Antero cautions you that these forward-looking statements are subject to all of the risks and uncertainties, most of which are difficult to predict and many of which are beyond the Company’s control, incident to the exploration for and development, production, gathering and sale of natural gas, NGLs and oil. These risks include, but are not limited to, commodity price volatility, inflation, lack of availability of drilling and production equipment and services, environmental risks, drilling and other operating risks, regulatory changes, the uncertainty inherent in estimating natural gas and oil reserves and in projecting future rates of production, cash flow and access to capital, the timing of development expenditures, and the other risks described under the heading “Item 1A. Risk Factors” in Antero’s Annual Report on Form 10-K for the year ended December 31, 2013.

 

The SEC permits oil and gas companies to disclose probable and possible reserves in their filings with the SEC. Antero does not plan to include probable and possible reserve estimates in its filings with the SEC.  Antero has provided internally generated estimates that have not been reviewed or audited by its third party reserve engineer in this release.  Antero’s estimate of proved, probable and possible reserves is provided in this release because management believes it is useful information that is widely used by the investment community in the valuation, comparison and analysis of companies.  However, the Company notes that the SEC prohibits companies from aggregating proved, probable and possible reserves in filings with the SEC due to the different levels of certainty associated with each reserve category.

 

“EUR,” or Estimated Ultimate Recovery, refers to Antero’s internal estimates of per well hydrocarbon quantities that may be potentially recovered from a hypothetical future well completed as a producer in the area.

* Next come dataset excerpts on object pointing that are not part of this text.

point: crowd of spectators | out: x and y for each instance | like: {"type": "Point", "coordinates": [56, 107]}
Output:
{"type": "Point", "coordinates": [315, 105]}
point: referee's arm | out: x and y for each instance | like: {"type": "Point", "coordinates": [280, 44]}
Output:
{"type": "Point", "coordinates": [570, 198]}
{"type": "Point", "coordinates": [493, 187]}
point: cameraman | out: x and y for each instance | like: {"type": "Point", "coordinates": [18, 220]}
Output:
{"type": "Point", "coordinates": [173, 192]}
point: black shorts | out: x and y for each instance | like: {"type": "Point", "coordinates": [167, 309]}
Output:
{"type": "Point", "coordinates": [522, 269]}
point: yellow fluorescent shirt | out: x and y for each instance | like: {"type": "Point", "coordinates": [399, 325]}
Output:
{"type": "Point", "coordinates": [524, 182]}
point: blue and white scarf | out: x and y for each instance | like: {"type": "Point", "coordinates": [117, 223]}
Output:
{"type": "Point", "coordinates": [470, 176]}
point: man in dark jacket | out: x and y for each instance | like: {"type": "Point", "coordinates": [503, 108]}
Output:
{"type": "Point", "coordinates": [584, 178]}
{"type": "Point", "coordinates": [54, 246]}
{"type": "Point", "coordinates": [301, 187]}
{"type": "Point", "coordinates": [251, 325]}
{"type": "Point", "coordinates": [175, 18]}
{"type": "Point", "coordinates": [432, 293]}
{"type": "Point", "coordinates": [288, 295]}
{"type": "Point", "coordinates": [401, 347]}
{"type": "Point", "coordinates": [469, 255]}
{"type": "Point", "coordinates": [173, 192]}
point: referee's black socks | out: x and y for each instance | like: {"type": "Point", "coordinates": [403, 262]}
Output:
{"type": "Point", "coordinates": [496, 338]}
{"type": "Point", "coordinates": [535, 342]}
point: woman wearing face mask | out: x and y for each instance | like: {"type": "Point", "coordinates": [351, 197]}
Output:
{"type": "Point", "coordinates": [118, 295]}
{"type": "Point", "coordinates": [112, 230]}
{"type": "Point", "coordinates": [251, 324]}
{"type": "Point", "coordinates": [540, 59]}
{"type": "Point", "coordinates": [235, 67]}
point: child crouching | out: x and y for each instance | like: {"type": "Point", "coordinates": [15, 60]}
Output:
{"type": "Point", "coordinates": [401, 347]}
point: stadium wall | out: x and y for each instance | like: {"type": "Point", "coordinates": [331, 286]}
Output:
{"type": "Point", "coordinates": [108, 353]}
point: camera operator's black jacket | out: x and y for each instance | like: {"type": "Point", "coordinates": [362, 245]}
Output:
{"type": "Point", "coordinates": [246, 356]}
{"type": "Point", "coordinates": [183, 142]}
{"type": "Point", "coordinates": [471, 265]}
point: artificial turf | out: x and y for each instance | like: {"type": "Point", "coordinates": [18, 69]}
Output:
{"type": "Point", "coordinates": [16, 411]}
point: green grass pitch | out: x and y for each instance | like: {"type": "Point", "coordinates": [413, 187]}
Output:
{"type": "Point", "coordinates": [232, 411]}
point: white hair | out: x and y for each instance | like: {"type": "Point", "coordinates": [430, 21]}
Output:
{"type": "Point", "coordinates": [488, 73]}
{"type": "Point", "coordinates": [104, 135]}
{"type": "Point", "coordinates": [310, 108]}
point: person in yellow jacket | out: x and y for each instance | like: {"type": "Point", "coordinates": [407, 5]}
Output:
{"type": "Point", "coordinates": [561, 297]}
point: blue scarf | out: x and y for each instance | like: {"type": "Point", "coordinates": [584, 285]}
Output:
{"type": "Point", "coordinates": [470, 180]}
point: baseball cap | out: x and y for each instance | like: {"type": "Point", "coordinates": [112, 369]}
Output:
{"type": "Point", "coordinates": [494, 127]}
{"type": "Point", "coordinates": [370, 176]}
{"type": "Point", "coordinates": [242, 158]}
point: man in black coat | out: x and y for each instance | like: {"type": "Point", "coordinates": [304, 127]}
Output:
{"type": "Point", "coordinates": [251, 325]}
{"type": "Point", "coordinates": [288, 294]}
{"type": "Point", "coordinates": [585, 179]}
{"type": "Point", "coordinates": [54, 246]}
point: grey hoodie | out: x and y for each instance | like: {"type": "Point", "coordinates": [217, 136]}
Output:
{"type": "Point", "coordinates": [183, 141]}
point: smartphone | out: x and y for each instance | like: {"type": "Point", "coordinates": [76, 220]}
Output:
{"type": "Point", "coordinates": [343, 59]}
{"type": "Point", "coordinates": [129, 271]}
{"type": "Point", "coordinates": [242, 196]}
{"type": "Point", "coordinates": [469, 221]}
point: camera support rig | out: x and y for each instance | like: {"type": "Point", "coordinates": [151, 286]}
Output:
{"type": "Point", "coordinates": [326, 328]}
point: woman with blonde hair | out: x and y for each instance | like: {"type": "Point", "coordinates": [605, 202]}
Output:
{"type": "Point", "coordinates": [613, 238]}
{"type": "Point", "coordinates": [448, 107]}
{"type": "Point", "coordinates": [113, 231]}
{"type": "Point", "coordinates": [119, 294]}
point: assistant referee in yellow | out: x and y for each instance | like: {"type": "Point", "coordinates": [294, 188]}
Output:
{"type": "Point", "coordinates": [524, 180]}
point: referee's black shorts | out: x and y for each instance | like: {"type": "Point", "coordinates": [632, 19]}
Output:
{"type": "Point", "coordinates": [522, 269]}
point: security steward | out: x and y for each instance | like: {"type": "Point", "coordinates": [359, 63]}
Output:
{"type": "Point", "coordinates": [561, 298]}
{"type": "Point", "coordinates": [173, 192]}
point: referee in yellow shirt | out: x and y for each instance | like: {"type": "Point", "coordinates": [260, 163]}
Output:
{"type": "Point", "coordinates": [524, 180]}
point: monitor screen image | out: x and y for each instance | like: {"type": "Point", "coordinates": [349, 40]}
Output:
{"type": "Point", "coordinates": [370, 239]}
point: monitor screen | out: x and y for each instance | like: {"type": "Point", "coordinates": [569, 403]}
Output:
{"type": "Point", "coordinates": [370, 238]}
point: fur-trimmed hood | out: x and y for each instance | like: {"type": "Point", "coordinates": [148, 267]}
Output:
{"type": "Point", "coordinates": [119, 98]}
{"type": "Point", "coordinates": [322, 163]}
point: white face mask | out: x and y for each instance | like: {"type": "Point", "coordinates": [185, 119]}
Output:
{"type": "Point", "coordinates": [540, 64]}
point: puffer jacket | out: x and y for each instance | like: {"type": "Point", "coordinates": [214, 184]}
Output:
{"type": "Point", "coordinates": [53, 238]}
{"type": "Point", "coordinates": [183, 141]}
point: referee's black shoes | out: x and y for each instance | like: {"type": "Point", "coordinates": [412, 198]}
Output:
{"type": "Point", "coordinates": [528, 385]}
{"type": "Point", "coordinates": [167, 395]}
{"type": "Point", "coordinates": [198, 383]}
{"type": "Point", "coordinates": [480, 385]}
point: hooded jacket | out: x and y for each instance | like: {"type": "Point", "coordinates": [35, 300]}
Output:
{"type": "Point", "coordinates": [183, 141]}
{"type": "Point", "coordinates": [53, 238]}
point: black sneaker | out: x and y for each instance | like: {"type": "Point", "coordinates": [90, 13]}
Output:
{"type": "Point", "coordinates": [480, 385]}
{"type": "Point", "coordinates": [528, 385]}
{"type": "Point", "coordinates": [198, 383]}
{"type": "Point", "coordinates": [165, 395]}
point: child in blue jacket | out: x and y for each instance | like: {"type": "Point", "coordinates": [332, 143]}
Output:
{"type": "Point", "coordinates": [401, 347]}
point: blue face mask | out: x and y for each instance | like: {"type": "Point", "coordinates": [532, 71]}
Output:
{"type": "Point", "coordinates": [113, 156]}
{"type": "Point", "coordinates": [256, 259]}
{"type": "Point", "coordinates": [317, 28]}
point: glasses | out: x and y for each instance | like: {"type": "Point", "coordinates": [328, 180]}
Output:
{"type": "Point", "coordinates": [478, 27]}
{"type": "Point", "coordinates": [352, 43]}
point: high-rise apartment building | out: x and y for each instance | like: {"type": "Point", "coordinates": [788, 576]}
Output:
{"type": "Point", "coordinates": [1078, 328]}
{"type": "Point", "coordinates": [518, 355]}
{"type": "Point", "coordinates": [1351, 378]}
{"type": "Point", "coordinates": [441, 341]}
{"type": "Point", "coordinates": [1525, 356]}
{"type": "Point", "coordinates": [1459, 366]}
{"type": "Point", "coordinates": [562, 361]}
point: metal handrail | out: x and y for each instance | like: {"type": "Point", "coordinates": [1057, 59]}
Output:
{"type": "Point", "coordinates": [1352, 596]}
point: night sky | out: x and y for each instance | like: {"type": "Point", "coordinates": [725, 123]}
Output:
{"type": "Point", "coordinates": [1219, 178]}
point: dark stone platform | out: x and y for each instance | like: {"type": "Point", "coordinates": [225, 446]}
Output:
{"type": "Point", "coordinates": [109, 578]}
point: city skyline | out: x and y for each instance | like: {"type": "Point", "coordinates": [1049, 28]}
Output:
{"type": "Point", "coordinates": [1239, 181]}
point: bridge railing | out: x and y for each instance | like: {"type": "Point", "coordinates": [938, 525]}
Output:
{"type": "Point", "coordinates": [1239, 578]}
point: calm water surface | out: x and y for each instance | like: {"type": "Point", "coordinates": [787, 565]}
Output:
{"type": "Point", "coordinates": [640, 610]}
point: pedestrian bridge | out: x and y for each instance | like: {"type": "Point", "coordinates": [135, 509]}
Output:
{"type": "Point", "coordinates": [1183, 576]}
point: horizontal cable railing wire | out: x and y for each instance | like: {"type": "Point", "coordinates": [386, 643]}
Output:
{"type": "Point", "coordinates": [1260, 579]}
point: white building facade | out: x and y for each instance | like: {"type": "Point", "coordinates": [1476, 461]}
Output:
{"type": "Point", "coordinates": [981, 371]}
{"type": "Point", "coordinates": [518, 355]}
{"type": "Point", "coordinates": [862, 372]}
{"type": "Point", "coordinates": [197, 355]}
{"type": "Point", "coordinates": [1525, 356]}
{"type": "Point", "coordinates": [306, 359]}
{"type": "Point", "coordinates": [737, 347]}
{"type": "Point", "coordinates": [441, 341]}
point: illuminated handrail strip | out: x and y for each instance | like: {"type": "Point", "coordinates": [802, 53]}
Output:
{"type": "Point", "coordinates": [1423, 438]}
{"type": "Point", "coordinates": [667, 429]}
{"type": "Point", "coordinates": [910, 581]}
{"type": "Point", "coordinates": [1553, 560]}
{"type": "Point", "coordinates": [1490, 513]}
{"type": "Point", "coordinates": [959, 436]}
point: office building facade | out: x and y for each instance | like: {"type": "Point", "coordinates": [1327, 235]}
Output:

These quantities do not necessarily constitute or represent reserves within the meaning of the Society of Petroleum Engineer’s Petroleum Resource Management System or the SEC’s oil and natural gas disclosure rules.

 

Estimates of Antero’s net resource have been prepared by its internal reserve engineers and management without review by independent engineers. These estimates by their nature are more speculative than estimates of proved, probable, and possible reserves and accordingly are subject to substantially greater risk of being actually realized. Antero includes these estimates to demonstrate what it believes to be the potential for future drilling and production by the company. Ultimate recoveries will be dependent upon numerous factors including actual encountered geological conditions, the impact of future oil and gas pricing, exploration and development costs, and Antero’s future drilling decisions and budgets based upon its future evaluation of risk, returns and the availability of capital and, in many areas, the outcome of negotiation of drilling arrangements with holders of adjacent or fractional interest leases. Estimates of net resource and other figures may change significantly as development of Antero’s resource plays provide additional data and therefore actual quantities that may ultimately be recovered will likely differ materially from these estimates.”

 

This release provides a summary of Antero’s reserves as of June 30, 2014, assuming ethane “rejection”.  Ethane rejection occurs when ethane is left in the wellhead natural gas stream when the natural gas is processed, rather than being separated out and sold as a liquid after fractionation.  When ethane is left in the gas stream, the Btu content of the residue natural gas at the outlet of the processing plant is higher.  Producers will generally elect to “reject” ethane at the processing plant when the price received for the ethane in the natural gas stream is greater than the price received for the ethane being sold as a liquid after fractionation, net of fractionation costs.  When ethane is recovered in the processing plant, the Btu content of the residue natural gas is lower, but a producer is then able to recover the value of the ethane sold as a separate natural gas liquid product.  In addition, natural gas processing plants can produce the other NGL products (propane, normal butane, isobutene and natural gasoline) while rejecting ethane.